Interview Prep
Data Engineering & Analytics
The Data Interview
SQL · Pipelines · Data Modeling · Python · Cloud Platforms
Data interviews are unique: SQL fluency is table stakes, but the questions that separate candidates are about modeling decisions, pipeline design, and knowing how to reason about data at scale. This guide covers all of it.
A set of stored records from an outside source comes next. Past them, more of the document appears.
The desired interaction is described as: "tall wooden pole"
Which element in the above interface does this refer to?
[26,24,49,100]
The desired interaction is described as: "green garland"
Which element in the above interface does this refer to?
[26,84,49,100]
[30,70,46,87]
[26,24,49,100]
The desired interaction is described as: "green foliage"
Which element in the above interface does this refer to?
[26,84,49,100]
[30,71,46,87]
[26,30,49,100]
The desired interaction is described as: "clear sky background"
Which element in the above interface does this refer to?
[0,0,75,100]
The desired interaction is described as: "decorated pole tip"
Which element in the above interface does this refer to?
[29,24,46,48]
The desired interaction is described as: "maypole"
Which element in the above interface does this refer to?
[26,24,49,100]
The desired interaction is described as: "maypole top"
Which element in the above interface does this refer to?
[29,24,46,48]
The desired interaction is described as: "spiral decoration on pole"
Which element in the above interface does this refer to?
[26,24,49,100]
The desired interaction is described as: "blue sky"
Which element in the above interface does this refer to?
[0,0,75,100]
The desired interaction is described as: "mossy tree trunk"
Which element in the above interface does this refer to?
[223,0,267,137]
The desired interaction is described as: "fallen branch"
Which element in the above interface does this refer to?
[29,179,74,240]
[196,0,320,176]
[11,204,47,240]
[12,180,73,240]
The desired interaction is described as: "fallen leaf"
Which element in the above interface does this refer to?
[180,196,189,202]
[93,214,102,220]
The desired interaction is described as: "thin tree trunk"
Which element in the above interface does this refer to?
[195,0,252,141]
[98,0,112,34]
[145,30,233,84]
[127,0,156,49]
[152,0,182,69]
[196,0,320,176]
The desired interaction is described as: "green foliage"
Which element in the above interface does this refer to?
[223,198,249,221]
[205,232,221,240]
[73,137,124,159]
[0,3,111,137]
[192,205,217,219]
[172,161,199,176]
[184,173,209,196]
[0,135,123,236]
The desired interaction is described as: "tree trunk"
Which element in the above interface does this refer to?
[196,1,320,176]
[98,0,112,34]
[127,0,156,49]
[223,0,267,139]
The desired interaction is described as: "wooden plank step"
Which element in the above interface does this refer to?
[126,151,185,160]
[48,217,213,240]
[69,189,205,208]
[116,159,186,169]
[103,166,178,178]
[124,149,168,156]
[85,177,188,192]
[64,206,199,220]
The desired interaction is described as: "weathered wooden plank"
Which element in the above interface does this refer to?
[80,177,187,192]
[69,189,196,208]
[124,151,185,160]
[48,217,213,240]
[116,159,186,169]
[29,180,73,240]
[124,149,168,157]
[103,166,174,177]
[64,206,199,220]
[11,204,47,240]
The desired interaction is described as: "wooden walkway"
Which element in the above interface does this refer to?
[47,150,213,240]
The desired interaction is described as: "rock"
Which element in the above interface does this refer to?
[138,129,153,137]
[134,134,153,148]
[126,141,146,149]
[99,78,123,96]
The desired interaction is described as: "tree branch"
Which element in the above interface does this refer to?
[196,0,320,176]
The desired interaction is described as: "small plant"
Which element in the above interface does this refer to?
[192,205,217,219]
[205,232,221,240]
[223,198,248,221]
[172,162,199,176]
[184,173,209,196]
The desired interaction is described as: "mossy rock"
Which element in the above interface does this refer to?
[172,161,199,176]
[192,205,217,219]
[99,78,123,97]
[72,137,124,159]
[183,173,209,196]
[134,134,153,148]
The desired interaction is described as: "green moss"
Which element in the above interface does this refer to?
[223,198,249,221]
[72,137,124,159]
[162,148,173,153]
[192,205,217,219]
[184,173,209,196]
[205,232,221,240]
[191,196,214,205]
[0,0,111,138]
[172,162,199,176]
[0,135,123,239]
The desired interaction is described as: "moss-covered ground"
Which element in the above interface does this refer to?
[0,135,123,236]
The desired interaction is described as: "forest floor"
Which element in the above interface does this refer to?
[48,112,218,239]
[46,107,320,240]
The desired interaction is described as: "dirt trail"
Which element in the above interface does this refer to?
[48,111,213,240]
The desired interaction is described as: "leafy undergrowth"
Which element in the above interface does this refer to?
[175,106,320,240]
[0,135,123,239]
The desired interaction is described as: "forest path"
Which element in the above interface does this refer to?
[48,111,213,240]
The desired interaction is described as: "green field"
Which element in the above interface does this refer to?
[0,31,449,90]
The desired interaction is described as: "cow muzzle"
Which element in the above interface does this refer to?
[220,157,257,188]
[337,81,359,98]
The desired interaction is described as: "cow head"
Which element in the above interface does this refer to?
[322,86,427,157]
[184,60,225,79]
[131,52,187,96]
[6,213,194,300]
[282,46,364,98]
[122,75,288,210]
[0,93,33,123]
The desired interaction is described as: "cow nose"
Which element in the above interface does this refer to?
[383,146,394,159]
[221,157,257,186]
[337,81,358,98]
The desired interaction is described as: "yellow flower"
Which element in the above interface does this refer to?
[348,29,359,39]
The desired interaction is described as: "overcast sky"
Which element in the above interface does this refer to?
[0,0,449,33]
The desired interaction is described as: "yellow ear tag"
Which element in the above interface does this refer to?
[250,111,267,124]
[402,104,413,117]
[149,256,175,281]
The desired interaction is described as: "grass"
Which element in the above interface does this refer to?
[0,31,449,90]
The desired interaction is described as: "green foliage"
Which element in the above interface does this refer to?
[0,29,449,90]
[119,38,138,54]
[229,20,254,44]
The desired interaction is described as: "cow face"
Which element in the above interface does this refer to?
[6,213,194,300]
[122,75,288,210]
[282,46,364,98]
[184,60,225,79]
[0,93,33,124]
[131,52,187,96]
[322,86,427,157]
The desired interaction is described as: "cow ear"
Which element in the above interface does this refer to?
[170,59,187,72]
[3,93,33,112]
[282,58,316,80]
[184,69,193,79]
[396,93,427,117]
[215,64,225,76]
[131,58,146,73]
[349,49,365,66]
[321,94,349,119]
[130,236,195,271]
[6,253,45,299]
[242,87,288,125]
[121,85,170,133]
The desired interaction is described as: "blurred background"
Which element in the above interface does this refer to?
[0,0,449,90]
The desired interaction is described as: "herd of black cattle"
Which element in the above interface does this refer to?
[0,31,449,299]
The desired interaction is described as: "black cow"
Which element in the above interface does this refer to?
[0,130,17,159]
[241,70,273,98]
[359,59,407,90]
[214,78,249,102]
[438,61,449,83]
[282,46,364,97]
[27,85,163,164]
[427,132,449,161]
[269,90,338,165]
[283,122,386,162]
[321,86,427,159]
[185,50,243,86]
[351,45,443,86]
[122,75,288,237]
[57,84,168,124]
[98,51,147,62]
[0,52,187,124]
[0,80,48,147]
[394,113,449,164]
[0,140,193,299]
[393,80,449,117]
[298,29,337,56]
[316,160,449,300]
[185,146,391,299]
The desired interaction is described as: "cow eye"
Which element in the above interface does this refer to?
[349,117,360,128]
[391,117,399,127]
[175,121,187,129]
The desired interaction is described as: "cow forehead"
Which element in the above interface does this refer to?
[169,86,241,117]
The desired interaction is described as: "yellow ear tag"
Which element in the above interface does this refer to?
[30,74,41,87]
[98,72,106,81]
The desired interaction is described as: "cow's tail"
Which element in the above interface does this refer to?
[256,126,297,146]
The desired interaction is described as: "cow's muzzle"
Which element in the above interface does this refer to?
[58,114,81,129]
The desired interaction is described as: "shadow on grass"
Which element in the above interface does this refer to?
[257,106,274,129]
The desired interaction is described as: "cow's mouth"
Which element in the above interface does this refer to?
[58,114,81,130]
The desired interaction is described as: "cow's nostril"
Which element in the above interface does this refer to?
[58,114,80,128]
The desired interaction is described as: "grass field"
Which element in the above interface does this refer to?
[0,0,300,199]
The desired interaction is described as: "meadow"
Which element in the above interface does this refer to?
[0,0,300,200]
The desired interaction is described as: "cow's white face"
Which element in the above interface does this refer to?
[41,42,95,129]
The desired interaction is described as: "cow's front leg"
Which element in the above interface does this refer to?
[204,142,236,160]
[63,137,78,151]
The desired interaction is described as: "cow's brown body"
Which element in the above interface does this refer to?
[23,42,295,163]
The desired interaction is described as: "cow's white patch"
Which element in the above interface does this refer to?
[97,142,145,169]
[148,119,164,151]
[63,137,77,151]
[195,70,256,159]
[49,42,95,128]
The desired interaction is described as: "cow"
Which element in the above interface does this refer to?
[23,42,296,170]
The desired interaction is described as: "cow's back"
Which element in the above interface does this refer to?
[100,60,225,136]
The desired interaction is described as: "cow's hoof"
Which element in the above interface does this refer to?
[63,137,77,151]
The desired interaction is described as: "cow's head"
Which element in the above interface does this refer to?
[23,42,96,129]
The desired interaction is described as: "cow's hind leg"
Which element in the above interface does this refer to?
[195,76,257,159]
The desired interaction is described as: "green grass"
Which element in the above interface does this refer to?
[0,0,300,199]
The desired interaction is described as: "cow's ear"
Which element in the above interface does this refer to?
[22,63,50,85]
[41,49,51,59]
What the interview process looks like
1
Take-home SQL or Python challenge — 1–3 hours
A dataset with 3–5 SQL questions or a Python data processing task. This is extremely common. They want to see clean, readable code — not just a working answer.
2
Live SQL coding — 45–60 min
SQL problems in a shared editor, often increasing in complexity. Window functions and CTEs are almost guaranteed at mid-senior level. They're watching how you think, not just whether you get the answer.
3
Data modeling or pipeline design — 60 min
Open-ended: "How would you model this business domain?" or "Design a pipeline to ingest this data source." Shows whether you think beyond queries to architecture.
4
Case study / scenario — 45 min
A business scenario: "Our pipeline is failing intermittently — how do you debug it?" or "Stakeholders are asking why the revenue numbers differ across reports." Real-world reasoning.
5
Technical discussion — 45 min
Past projects, tech stack depth, opinions on tooling. They want to know if you've actually used these tools in anger or just read about them.
SQL — The Core Test
SQL is non-negotiable. You will write it live, under pressure. If you hesitate on a GROUP BY or forget how PARTITION BY works, you've lost the room. Fluency here is the baseline, not the differentiator.
Foundations you must know cold
- JOINs — INNER, LEFT, RIGHT, FULL OUTER. Know when each returns NULLs and why. Be able to explain the result set of each without running the query.
- Aggregations — GROUP BY, HAVING vs WHERE (HAVING filters after aggregation, WHERE filters before), COUNT with NULLs.
- Subqueries vs JOINs — subqueries are often readable, but JOINs are usually faster. Know when the planner treats them equivalently.
- NULL handling — NULLs are not zero. NULL != NULL. Use IS NULL / IS NOT NULL. Know how NULLs propagate in aggregations and comparisons.
- CTEs (WITH clauses) — write readable multi-step logic without nested subqueries. Know how to chain multiple CTEs.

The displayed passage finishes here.